A great feature of raster data is that it often allows block-wise processing. You can "break" the raster up into rectangular windows to reduce the memory footprint of your process, or to process blocks in parallel and get results faster.

The documentation for GDAL's Python bindings is thin and examples of getting raster windows using ReadAsArray() are scarce, but I found this in the GDAL tests: https://github.com/OSGeo/gdal/blob/77544764f51420e42468641fc3d5a087f8ea6d8f/autotest/gcore/numpy_rw.py#L115. Pass in some offsets and width and height of your window and you have a band subset as a numpy array.

To apply this in your program, loop over blocks of the raster, and within that loop over the bands of the raster.


When you ReadAsArray(), you're creating a numpy array, which essentially means you're loading it to memory. For a 30GB TIF, expect something around that ballpark. Meaning, you'll only even be able to work with it if you have a 64GB+ workstation or server. And even then, it's not desirable.

For larger rasters, consider working with blocks. Here is a good tutorial on this (starting from page 24). Notice, however, that this document was writen for an older version of GDAL. Since version 2.0, getting the custom block size of a raster is done with GDALRasterBand::GetBlockSize() method.

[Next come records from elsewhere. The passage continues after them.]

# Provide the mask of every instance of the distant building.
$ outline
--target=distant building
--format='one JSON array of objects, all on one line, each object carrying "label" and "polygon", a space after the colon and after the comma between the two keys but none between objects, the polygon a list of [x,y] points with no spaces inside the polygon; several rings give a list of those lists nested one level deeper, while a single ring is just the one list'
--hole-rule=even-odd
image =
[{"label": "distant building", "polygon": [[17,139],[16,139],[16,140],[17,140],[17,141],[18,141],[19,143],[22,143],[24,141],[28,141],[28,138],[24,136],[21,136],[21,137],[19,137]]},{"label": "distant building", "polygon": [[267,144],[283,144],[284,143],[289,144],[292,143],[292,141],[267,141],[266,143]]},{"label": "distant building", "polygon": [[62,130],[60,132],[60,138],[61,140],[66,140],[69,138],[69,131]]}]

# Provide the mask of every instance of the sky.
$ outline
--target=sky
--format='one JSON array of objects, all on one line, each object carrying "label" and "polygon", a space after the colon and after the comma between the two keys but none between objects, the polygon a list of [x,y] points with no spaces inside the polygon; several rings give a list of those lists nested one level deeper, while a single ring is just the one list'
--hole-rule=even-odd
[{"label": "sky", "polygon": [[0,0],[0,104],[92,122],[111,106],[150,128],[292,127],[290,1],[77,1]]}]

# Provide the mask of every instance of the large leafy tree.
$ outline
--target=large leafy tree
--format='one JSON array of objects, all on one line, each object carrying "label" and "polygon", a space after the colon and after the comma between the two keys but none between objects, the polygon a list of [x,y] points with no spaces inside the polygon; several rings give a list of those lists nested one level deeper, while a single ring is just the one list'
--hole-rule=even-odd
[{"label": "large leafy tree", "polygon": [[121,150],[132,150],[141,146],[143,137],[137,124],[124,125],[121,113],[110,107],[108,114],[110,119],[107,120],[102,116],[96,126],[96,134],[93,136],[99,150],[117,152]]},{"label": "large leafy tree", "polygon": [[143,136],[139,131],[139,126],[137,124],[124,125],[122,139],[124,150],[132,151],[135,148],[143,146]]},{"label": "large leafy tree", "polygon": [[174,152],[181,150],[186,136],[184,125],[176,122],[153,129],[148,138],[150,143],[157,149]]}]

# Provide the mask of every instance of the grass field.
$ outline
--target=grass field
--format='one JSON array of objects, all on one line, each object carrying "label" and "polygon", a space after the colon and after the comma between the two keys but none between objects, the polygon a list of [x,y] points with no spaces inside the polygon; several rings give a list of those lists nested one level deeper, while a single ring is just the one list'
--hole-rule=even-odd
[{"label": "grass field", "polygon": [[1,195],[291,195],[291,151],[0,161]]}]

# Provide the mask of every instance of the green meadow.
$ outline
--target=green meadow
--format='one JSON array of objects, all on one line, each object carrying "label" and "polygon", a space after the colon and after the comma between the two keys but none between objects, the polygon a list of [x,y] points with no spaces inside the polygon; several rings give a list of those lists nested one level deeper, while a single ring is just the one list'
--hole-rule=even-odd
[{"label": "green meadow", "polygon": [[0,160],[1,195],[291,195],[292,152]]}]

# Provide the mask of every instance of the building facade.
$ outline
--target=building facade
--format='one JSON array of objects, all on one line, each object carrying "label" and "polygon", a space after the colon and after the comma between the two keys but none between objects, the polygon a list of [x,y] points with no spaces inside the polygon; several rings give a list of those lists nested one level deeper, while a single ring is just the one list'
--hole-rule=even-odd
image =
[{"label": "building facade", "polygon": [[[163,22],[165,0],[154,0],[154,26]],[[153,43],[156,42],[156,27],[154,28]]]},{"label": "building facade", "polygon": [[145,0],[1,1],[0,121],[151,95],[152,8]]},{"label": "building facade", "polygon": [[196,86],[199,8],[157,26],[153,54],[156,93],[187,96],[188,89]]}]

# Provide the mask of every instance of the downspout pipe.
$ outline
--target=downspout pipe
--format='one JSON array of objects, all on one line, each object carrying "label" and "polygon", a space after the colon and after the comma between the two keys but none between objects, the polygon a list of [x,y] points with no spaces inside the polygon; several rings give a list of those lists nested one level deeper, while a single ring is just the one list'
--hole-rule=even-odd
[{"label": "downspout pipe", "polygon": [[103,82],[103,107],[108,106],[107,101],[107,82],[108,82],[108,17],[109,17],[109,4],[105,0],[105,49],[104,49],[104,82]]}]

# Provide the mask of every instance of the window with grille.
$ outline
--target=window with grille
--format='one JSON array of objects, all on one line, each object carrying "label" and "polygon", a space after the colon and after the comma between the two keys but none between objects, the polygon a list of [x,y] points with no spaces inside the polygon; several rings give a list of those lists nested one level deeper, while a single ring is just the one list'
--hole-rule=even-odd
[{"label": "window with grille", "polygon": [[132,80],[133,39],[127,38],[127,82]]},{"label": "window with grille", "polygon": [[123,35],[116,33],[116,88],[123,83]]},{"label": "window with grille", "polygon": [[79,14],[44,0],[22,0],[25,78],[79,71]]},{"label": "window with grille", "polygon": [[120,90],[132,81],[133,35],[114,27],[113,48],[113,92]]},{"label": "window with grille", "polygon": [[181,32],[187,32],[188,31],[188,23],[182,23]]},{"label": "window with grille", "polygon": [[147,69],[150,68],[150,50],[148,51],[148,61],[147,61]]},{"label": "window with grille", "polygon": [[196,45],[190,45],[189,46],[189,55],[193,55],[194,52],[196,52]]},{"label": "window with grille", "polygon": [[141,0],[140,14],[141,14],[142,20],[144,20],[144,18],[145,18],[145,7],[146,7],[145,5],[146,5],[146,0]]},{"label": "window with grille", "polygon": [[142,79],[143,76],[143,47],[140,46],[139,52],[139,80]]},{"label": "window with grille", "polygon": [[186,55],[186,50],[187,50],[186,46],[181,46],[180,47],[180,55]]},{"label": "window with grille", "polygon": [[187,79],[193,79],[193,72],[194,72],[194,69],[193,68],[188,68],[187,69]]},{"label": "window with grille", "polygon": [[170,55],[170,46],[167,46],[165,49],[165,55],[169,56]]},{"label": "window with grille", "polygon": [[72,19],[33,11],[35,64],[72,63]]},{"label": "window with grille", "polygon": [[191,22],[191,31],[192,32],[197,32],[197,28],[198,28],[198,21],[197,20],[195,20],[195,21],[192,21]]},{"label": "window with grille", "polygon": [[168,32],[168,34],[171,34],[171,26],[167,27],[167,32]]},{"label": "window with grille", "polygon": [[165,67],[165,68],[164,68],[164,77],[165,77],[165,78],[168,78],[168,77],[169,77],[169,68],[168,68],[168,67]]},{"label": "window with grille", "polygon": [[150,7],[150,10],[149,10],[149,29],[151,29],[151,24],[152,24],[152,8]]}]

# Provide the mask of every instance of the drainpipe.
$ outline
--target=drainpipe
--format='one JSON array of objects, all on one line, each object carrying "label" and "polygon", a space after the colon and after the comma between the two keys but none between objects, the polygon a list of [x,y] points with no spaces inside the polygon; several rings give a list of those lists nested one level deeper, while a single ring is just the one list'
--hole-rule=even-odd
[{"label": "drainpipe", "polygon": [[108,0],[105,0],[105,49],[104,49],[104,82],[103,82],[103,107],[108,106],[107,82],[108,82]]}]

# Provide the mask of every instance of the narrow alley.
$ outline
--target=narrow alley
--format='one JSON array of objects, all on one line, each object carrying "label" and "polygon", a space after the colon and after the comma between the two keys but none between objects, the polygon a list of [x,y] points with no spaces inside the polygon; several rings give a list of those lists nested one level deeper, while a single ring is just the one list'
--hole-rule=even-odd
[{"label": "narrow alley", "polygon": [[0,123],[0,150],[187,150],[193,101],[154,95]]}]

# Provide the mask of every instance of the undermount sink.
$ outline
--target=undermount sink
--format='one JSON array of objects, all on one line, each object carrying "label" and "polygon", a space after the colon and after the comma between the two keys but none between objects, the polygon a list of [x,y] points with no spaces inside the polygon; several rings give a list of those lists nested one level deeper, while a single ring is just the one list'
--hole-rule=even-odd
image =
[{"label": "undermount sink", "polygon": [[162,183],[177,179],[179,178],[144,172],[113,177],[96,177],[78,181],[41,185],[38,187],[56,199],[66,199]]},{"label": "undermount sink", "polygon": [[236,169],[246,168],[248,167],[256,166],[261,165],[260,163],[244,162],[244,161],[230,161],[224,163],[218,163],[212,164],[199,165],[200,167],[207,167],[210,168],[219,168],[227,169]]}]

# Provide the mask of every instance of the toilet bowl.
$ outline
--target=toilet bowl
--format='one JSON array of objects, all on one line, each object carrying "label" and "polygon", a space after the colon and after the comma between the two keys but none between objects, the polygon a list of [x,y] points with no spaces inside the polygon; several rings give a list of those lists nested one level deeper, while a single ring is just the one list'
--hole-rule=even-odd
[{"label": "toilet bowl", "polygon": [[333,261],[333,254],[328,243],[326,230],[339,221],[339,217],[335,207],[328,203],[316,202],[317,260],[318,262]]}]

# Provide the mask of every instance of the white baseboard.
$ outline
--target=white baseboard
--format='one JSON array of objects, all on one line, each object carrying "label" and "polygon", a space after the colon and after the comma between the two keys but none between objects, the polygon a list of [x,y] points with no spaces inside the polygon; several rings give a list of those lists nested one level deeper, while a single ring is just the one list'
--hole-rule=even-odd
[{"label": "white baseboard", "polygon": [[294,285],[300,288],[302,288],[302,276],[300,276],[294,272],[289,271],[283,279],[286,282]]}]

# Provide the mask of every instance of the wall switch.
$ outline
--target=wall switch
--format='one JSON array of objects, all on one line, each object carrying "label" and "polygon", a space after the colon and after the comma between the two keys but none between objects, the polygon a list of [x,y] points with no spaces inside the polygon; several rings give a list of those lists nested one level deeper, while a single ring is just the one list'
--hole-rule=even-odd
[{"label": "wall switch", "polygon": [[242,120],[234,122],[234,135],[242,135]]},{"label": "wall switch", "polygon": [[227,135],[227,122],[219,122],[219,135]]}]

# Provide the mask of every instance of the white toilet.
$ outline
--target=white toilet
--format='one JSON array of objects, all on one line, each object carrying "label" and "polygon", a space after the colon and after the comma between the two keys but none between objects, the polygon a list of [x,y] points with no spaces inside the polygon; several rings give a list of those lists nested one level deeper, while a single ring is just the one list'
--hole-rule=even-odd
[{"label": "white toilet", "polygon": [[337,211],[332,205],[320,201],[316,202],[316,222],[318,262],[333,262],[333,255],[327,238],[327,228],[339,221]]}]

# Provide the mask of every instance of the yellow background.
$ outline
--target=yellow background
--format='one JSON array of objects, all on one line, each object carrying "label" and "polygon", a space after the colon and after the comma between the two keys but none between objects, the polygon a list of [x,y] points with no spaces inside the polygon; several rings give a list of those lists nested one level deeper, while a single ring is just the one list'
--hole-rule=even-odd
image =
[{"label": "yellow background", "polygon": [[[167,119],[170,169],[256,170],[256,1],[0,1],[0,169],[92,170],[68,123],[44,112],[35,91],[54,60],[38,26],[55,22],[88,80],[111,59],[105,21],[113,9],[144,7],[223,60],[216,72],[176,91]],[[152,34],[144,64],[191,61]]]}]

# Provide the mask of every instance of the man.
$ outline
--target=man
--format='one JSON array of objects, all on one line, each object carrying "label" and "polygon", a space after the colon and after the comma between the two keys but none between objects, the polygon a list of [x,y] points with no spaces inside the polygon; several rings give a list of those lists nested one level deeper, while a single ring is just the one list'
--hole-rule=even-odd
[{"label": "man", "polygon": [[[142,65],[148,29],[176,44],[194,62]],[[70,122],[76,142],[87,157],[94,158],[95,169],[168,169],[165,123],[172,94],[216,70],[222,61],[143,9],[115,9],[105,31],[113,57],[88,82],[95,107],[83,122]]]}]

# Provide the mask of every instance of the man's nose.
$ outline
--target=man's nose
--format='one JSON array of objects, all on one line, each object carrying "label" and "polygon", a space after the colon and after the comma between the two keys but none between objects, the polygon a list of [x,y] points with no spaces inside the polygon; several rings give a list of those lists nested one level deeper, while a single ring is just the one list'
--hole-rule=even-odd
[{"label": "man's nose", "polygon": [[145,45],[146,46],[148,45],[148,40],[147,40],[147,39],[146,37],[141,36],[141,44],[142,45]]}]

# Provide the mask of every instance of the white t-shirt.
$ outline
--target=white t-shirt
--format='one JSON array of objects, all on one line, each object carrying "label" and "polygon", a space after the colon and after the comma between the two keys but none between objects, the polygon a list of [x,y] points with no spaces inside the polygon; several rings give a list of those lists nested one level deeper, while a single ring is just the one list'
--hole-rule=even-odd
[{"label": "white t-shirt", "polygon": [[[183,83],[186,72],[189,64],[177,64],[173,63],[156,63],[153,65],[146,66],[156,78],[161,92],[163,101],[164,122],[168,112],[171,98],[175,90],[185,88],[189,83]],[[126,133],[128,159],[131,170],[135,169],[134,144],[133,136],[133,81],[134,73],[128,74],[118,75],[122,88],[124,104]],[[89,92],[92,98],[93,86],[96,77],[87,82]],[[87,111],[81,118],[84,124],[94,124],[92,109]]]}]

Also take in mind that a raster is most efficiently iterated over its default block size (each raster format will have its own). However, the block type of a TIFF can be tile or strip. Tile means a rectangular block, and TIFFs created with GDAL default to that (a 256x256 tile, specifically), but TIFFs with strip type have blocks that span the entire width of the raster, and may even be only one row high. This not only difficults certain processes (such as kernel), but may also be too memory-intensive. Check your block size beforehand, and, if a strip, choose a personalized block size.